By Paul Vieira

OTTAWA--The Bank of Canada kept its main interest rate unchanged at 5% on Wednesday, and said senior officials are focused on how long the rate needs to stay at its current level to wrestle down stubbornly-high inflation.

Bank of Canada Gov. Tiff Macklem said the central bank has not ruled out further policy rate increases should new developments, such as a widening conflict in the Middle East, push prices higher. However, he said based on ample evidence of weakness among consumers and businesses, deliberations among senior officials ahead of Wednesday's rate decision shifted "from whether monetary policy is restrictive enough to how long to maintain the current restrictive stance."
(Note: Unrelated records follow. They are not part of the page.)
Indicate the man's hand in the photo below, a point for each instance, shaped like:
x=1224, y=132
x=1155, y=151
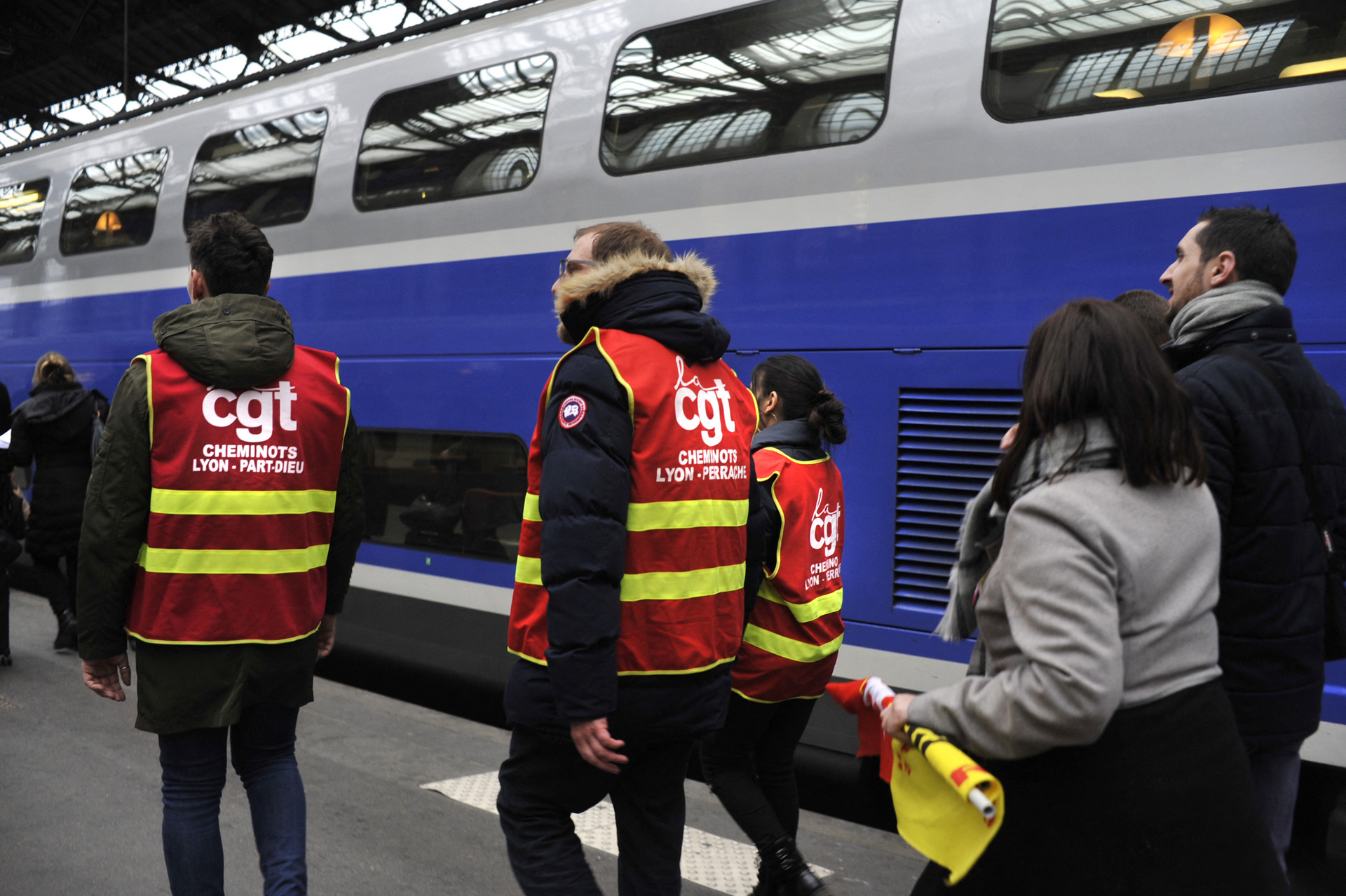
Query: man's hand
x=597, y=746
x=895, y=717
x=101, y=676
x=326, y=635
In a statement outlining its rationale, the Bank of Canada said it expects inflation to remain close to 3% over the first half of 2024, before slowing gradually and reaching 2% in 2025. The central bank sets rate policy to achieve and maintain 2% inflation. The central bank said measures of core inflation, which strip out volatile items like food and energy, "are not showing sustained declines."

Macklem, in prepared remarks he was set to deliver at a press conference later Wednesday morning, said senior officials are "concerned about the persistence in underlying inflation. We want to see inflationary pressures continue to ease and clear downward momentum in underlying inflation."
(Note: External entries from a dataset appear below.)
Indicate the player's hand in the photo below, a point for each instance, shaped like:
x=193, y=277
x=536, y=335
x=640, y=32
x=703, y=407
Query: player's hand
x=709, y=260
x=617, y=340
Inflation in Canada picked up steam in December, climbing 3.4% from 3.1% in the previous month. More important for the central bank, Canadian core inflation also accelerated in December, up 3.65%, based on an average of the Bank of Canada's preferred gauges, from 3.55% in the prior month.
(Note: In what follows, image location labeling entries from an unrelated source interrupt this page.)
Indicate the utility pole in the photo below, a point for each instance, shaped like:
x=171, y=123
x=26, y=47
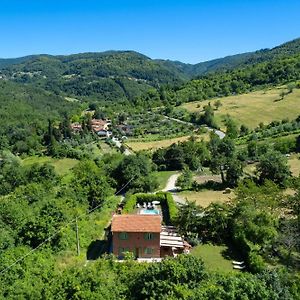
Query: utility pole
x=77, y=237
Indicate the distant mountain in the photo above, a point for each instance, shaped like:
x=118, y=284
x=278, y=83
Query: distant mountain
x=234, y=61
x=123, y=75
x=108, y=76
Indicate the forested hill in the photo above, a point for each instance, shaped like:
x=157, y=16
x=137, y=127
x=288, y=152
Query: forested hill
x=24, y=113
x=237, y=61
x=122, y=76
x=112, y=75
x=278, y=66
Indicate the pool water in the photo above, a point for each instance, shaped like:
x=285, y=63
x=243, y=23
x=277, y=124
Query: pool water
x=149, y=212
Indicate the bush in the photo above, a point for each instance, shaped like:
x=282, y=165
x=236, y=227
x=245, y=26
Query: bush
x=255, y=262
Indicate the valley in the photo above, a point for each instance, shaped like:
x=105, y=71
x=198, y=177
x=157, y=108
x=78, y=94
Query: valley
x=207, y=152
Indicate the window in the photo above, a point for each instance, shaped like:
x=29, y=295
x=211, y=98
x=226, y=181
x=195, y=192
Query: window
x=122, y=250
x=148, y=251
x=148, y=236
x=123, y=236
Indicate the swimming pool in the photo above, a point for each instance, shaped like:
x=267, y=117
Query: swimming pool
x=149, y=212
The policy decision, the first in 2024, marks the fourth consecutive fixed-date rate announcement in which the Bank of Canada kept its target for the overnight rate steady at 5%. All 14 economists surveyed last week by The Wall Street Journal predicted no change in the policy rate, with inflation and wage growth at elevated levels. Ten of the 14 economists polled indicated rate cuts are expected before the end of June.